Without addressing issues of power differentials and the politics of self-interest, debates on racism and other forms of discrimination will fail to provide sustainable solutions. This will require looking at those means that sustain oppression. In the context of oppression of black women, we need identify those global politics of self-interest and perpetuation of privilege that keep women and black women oppressed.

There are many lessons that are becoming apparent in South Africa. In our haste to bid goodbye to the past, we have failed to appreciate the tenacity and magnitude of racism. We allowed ourselves to be hoodwinked by seductive phrases such as rainbowism and non-racism as if invoking these phrases in our speeches and literary footnotes will magically transport the country into an idyllic future.

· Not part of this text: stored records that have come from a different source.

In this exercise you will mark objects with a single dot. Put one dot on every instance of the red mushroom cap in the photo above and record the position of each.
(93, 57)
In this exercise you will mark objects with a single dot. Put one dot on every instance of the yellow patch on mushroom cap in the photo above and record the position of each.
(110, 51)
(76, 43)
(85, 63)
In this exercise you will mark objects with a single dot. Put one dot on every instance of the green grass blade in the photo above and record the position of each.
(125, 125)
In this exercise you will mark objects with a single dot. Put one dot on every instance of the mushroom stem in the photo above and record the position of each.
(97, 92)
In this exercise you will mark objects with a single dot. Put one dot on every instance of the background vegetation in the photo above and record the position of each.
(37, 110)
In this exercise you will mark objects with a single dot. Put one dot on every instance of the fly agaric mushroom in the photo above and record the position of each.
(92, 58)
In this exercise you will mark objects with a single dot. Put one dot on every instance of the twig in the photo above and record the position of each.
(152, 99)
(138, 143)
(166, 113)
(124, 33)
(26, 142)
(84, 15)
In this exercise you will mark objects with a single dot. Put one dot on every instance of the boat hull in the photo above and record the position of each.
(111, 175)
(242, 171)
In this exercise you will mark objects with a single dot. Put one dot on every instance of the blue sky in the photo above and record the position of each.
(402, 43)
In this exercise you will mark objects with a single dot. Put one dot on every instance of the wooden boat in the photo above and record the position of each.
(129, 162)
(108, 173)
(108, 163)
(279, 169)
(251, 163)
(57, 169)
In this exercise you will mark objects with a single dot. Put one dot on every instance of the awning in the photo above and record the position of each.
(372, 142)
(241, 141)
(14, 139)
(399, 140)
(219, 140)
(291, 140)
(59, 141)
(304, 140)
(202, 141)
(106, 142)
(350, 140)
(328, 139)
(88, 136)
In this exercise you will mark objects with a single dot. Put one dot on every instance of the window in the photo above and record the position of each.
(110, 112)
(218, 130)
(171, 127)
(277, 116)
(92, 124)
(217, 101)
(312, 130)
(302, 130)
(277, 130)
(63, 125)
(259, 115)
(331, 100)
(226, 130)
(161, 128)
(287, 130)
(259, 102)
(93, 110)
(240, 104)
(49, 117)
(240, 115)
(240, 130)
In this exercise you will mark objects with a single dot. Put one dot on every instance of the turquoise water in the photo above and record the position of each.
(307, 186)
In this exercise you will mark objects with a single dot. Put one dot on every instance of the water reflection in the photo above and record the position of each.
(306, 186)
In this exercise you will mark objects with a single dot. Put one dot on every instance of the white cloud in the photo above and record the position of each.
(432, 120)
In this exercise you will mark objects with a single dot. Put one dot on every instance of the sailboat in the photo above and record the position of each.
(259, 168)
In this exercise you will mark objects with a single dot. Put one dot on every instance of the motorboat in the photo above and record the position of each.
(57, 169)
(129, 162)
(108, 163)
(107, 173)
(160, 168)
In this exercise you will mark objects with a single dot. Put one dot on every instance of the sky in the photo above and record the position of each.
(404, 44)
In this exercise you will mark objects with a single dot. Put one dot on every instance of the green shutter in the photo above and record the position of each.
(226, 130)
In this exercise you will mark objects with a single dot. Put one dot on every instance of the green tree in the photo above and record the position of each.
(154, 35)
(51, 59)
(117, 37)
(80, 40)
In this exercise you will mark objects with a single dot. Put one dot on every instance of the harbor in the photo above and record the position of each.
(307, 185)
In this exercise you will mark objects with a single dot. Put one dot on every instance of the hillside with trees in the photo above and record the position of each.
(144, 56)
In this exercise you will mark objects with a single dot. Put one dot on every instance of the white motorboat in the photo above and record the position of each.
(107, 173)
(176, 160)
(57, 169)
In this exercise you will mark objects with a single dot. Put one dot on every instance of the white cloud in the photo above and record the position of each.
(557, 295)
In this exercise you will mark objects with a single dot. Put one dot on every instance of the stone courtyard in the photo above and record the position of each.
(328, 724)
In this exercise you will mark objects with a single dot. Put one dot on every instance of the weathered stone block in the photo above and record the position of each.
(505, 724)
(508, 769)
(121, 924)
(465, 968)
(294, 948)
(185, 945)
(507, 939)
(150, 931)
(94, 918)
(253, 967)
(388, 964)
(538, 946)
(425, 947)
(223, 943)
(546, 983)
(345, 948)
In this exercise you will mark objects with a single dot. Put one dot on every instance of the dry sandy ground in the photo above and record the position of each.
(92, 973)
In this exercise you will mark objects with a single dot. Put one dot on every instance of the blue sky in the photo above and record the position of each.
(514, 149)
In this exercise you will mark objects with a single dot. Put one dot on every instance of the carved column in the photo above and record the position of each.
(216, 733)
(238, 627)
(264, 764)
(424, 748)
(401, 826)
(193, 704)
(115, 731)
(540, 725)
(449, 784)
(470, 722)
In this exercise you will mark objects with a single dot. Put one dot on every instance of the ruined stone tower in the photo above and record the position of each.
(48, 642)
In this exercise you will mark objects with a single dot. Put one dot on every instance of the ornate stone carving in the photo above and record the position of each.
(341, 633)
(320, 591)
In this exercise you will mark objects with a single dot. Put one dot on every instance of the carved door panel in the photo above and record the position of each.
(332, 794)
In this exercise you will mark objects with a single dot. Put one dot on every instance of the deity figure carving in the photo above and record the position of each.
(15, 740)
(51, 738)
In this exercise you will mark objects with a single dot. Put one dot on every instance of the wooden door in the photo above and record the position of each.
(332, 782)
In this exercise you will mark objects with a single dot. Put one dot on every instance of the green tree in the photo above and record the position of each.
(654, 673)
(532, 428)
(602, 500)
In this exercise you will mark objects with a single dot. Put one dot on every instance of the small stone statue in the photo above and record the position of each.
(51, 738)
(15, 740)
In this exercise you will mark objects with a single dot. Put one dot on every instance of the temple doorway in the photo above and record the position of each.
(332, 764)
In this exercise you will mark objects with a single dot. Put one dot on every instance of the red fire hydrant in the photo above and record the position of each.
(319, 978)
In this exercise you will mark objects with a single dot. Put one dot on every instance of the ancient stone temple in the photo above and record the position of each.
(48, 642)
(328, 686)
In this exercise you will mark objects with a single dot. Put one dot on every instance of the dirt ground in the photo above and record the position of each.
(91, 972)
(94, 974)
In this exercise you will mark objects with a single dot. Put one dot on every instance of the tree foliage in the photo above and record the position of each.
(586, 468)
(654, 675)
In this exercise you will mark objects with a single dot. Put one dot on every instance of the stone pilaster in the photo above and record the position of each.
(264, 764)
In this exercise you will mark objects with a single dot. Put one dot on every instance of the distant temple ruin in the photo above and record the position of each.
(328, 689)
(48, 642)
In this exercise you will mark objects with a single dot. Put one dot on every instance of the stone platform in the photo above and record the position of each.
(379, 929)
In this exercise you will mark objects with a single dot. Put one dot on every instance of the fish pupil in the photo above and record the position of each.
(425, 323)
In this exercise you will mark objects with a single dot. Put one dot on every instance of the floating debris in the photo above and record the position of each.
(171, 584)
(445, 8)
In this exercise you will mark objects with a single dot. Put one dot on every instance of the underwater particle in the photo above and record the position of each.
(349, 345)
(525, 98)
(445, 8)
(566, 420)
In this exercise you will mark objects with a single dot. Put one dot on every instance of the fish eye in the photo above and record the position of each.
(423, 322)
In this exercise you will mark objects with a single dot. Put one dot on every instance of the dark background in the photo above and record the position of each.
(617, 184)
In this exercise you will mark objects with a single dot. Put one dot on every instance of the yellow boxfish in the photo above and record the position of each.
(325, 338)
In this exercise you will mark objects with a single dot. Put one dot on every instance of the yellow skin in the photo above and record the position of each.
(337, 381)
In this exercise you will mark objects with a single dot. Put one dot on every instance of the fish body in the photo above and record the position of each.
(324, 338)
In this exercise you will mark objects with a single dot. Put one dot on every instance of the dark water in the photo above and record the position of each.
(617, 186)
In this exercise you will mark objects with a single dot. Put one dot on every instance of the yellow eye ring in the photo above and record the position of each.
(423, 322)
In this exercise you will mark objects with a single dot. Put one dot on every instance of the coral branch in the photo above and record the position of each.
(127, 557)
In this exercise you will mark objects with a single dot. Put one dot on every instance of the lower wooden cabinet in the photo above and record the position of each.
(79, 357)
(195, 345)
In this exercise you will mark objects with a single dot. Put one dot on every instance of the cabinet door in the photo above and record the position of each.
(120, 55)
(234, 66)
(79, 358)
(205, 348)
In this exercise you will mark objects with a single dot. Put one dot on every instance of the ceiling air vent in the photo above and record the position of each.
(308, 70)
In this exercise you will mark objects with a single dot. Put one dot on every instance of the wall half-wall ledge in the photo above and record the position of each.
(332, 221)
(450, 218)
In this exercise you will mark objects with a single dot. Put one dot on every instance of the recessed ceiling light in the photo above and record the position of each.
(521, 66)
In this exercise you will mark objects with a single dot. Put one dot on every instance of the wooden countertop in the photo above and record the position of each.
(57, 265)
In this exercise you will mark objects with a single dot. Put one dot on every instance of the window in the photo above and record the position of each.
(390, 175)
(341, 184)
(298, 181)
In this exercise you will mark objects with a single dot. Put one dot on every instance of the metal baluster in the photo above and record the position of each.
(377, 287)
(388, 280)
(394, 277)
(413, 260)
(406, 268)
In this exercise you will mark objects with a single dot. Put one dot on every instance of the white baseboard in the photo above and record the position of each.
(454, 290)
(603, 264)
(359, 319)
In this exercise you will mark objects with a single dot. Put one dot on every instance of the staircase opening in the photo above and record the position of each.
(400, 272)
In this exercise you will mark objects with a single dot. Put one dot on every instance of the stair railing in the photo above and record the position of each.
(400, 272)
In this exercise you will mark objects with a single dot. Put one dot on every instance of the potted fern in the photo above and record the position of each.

Too often our responses to race indicate either that we have not fully understood the implications of our commitment to non-racism or that we seriously underestimate the distance we still have to travel before we realise a non-racial society. We now know that racism is intractable. Occasional gestures like hugging on sports fields, appeals to the national anthem, and sporadic and isolated protests are inadequate, if not empty. If we are to solve the problem of racism we need to have a proper grasp of what it is, its historical context, how it manifests itself and what new forms it is likely to assume in the new dispensation.